Same sample submission scripts for frequently used codes can be found in the /share/doc/submission/ folder.
If you would like to see an example script added or spot a mistake, let us know (hpc@univ-lille.fr).
Some examples of submission scripts are available here.
--time, -t
The maximum duration of the job. Beyond this limit the job will be killed by the system.
Valid formats include :
#SBATCH --time 24:00:00→ 24 hours, the default value#SBATCH --time 2-12→ 2 days and 12 hours#SBATCH --time 30→ 30 minutes#SBATCH --time 30:00→ also 30 minutes
The equivalent short syntax is -t 24:00:00.
Any job that request more than the maximum allowed walltime will remain in the waiting queue indefinitely.
--nodes, -N
The number of requested nodes. For example, to request 1 node (default value):
#SBATCH --nodes=1
To request at least 2 and at most 4 nodes:
#SBATCH --nodes=2-4
--ntasks-per-node
The number of cores requested per node (here 1 core, the default value).
This option is to be used in conjunction with --nodes
#SBATCH --ntasks-per-node=1
--job_name, -J
The name of the job
#SBATCH --job-name=my_job
--mem
The maximum amount of memory required per node (here 1024 MB or 1 GB, which is default).
#SBATCH --mem=1024M
Slurm accepts other formats than M (default), for example G. So the following two options are equivalent
SBATCH --mem=2048→ 2048 MBSBATCH --mem=2G→ 2 GB → 2048 MB
be aware of the difference between --mem=128G and --mem=128000! A job that requests --mem=128G (131072 MB) won't be able to run on the 128 GB nodes (see this) as those are configured with MEMORY=128000 in Slurm.
For further information on how to set this value appropriately see this
--mail_user
To receive email notifications concerning your job
#SBATCH --mail-type=ALL
#SBATCH --mail-user=you@univ-lille.fr
--gres
gres stands for consumable generic resource.
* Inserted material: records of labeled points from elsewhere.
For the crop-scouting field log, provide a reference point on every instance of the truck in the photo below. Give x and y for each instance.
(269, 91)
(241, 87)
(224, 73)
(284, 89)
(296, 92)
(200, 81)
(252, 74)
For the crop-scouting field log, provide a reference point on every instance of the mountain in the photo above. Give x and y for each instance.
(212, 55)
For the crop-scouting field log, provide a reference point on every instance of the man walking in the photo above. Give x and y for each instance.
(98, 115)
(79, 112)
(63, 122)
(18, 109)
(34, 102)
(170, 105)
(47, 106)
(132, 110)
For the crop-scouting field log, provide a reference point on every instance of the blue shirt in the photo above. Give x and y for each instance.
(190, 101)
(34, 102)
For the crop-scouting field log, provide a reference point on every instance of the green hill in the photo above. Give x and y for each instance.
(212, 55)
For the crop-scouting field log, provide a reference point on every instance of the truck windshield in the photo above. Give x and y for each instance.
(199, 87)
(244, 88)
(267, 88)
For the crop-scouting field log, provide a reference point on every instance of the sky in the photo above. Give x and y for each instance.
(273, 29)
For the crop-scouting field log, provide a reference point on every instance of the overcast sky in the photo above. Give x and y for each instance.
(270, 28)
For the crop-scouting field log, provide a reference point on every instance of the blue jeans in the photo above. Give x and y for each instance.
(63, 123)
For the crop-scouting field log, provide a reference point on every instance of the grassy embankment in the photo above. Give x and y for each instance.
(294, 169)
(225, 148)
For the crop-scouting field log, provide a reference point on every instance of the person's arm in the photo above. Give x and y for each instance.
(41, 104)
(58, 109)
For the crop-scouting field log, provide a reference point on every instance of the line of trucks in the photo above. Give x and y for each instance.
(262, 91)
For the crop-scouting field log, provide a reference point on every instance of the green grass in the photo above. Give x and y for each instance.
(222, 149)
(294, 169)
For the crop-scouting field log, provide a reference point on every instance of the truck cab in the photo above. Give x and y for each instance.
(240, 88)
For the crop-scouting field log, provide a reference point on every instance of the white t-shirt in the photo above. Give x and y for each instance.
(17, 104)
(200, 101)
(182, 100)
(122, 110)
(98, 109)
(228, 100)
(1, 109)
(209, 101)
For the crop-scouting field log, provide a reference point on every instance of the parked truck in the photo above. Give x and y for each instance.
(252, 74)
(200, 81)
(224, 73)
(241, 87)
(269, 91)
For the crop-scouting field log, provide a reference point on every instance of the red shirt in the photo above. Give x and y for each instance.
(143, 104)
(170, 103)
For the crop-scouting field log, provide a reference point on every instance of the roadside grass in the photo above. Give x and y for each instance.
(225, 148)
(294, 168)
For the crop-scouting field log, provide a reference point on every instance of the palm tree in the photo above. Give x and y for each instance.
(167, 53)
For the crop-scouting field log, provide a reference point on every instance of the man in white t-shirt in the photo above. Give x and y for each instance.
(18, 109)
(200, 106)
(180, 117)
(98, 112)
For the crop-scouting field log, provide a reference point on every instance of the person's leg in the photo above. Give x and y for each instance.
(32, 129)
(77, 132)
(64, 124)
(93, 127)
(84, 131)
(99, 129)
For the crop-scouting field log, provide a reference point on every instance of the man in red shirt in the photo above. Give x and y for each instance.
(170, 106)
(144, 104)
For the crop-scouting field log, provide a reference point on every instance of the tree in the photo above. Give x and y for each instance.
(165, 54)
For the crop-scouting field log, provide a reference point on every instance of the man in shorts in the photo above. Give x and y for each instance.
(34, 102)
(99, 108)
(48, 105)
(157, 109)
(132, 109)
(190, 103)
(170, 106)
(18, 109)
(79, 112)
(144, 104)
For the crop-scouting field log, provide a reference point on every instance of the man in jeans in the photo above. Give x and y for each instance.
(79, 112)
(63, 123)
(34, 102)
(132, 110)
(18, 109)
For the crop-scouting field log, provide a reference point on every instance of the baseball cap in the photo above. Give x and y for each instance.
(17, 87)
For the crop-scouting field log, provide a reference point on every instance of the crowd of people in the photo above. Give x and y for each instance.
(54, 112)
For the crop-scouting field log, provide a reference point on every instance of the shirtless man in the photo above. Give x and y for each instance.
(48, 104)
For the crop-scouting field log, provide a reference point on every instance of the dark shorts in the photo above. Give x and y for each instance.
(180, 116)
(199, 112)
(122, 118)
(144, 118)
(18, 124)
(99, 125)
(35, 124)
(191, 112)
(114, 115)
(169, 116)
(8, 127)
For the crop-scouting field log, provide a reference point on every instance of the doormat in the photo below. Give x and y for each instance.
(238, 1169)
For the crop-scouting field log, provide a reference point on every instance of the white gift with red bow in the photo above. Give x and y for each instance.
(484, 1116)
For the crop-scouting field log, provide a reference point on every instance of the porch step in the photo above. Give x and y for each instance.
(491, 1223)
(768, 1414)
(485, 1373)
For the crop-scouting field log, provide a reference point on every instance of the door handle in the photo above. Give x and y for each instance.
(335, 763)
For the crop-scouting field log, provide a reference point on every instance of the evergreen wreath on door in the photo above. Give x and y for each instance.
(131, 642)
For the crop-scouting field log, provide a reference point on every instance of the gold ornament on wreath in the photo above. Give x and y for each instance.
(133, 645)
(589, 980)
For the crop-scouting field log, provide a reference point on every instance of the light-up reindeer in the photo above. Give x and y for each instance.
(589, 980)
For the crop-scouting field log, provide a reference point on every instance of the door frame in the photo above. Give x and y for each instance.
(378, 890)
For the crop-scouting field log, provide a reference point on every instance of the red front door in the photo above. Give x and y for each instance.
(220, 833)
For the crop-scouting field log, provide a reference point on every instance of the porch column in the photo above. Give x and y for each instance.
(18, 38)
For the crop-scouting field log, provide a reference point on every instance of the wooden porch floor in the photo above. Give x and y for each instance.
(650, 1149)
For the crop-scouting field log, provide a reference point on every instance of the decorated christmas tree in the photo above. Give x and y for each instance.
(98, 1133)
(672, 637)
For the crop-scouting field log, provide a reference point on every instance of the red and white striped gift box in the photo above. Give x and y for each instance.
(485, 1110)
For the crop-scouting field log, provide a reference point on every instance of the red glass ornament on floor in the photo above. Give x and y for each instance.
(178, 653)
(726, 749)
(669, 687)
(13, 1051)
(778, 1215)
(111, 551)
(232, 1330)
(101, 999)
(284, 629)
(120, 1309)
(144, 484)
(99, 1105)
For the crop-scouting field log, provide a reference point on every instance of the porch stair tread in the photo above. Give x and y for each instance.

Often gres is used to reserve GPUs (see this for further information). For instance,
#SBATCH --gres=gpu:2
requests two GPUs per node (without specifying the GPU type)
The command sbatch --gres=help allows to list available gres options.
--output,--error
allow to specify the output files.
By default, stdout and stderr streams are redirected to a file named slurm-%j.out (where %j is the SLURM_JOB_ID) inside the launch directory.
It is also possible to create one output file per task or per node. The Slurm documentation explains how to create output filenames based on job parameters.